Adopted daughter Wen (Kristen Cui) catches grasshoppers while dads Eric (Jonathan Groff) and Andrew (Ben Aldridge) relax at their remote cabin in the woods. The sudden arrival of an imposing stranger, Leonard (Dave Bautista), catches Wen off guard, though his gentle demeanor disarms her. Then three more strangers, Sabrina (Nikki Amuka-Bird), Adriane (Abby Quinn), and Redmond (Rupert Grint), emerge from the woods. A terrified Wen runs back to her parents, sparking an intense home invasion that results in the strangers taking the family hostage. They task the family with an unthinkable choice; sacrifice one to save the world or doom humanity.
The adapted screenplay by Shyamalan, Steve Desmond & Michael Sherman builds initial suspense through the intense home invasion, then through ambiguity. After the tension-filled sequence that sees the family held at the mercy of the weapon-wielding foursome, Shyamalan seamlessly slides into a psychological back and forth between biblical doom and scientific reason. Eric and Andrew are reluctant to buy into the foursome’s shared prophecies and visions of doom. Instead, they toggle between questions of sanity, random acts of violence, or hate crimes. It’s when Shyamalan revels in the uncertainty that his latest is at its strongest.

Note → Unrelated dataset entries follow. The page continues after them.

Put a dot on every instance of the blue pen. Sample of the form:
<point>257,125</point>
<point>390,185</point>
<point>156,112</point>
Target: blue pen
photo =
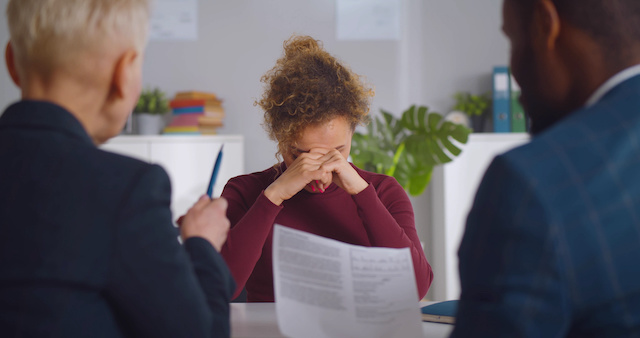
<point>214,174</point>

The cast is more than up to relaying the high personal stakes. Groff and Aldridge convey an extensive history between their characters and a depth of unwavering love. Cui is also instantly winsome as the precocious Wen, but Bautista stands out the most as the gentle giant Leonard. Despite his hulking frame, Leonard injects the most pathos into the foursome’s machinations. Bautista brings gravitas and empathy to an archetypical role that often leads with brute force. Leonard is the opposite; his cooler head continually seeks to diffuse the violence.

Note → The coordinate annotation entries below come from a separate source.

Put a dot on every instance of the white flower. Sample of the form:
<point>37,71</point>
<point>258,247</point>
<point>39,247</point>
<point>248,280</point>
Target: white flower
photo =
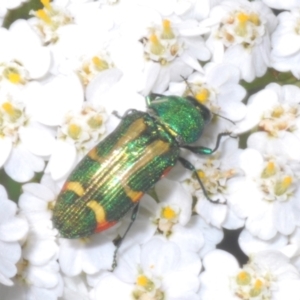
<point>88,255</point>
<point>79,132</point>
<point>216,172</point>
<point>240,36</point>
<point>76,288</point>
<point>22,56</point>
<point>285,42</point>
<point>12,229</point>
<point>35,281</point>
<point>11,4</point>
<point>190,9</point>
<point>170,48</point>
<point>269,197</point>
<point>282,4</point>
<point>251,244</point>
<point>38,270</point>
<point>275,110</point>
<point>23,140</point>
<point>159,270</point>
<point>268,275</point>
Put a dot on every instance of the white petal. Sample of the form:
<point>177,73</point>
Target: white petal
<point>5,149</point>
<point>21,164</point>
<point>39,141</point>
<point>60,95</point>
<point>13,229</point>
<point>102,83</point>
<point>159,256</point>
<point>62,159</point>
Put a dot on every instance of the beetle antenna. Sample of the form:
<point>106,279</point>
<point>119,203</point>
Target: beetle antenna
<point>223,118</point>
<point>191,91</point>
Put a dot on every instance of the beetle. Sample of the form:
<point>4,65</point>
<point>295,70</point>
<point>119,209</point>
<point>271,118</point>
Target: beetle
<point>114,175</point>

It’s not just Leonard that gets a bit squeamish about violence, but Shyamalan, too. The filmmaker prefers to cut away or frame deaths off-screen, a move that winds up minimizing the impact of the stakes when the film rarely leaves the cabin or its handful of characters. This becomes a fatal flaw in the third act when Shyamalan makes a drastic departure from the source material in favor of a definitive faith-based stance meant to inject hope and optimism. Instead, it robs the narrative of a climax. Knock at the Cabin squanders its pent-up tension with a quiet fizzle and a pat on the back. All the heady questions posited at the outset get waved off with an easy shrug.

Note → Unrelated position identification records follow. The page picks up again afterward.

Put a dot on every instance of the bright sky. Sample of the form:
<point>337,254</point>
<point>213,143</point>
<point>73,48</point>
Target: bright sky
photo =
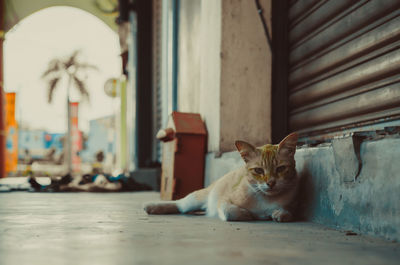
<point>53,33</point>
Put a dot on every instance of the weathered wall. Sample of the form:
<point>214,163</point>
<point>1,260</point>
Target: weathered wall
<point>370,205</point>
<point>245,75</point>
<point>199,63</point>
<point>224,70</point>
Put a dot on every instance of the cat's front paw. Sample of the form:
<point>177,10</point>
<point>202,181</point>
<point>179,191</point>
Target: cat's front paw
<point>281,215</point>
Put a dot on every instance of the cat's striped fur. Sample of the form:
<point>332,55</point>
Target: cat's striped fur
<point>263,189</point>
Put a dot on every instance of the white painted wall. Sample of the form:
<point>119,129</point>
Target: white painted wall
<point>200,63</point>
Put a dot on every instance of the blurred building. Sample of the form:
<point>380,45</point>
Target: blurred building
<point>101,137</point>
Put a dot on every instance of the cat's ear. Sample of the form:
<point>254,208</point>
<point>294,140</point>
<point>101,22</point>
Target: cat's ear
<point>287,147</point>
<point>246,150</point>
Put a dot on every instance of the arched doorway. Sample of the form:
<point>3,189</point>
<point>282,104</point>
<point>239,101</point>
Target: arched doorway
<point>32,43</point>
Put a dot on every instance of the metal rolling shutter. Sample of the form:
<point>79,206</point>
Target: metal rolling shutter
<point>344,64</point>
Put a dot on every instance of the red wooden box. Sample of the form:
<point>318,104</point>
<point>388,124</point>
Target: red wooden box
<point>183,154</point>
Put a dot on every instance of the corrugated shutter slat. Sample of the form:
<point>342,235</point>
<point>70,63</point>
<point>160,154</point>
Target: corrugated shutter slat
<point>344,64</point>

Knock at the Cabin once again puts Shyamalan’s penchant for emotional journeys centered around faith and the family unit on display, along with his stellar craftsmanship and composition. But in doing so here, he robs the story of its thematic heaviness in favor of trite optimism that conflicts with the initial setup. What’s at stake never feels more than personal; despite the modern-day biblical tale, the scale never becomes as massive as it should. The cast gives it their all, but Shyamalan takes the easy way out of a story meant to challenge notions and beliefs. It yields a quickly paced but single-note and ineffectual apocalyptic tale.
Knock at the Cabin releases in theaters on February 3, 2023.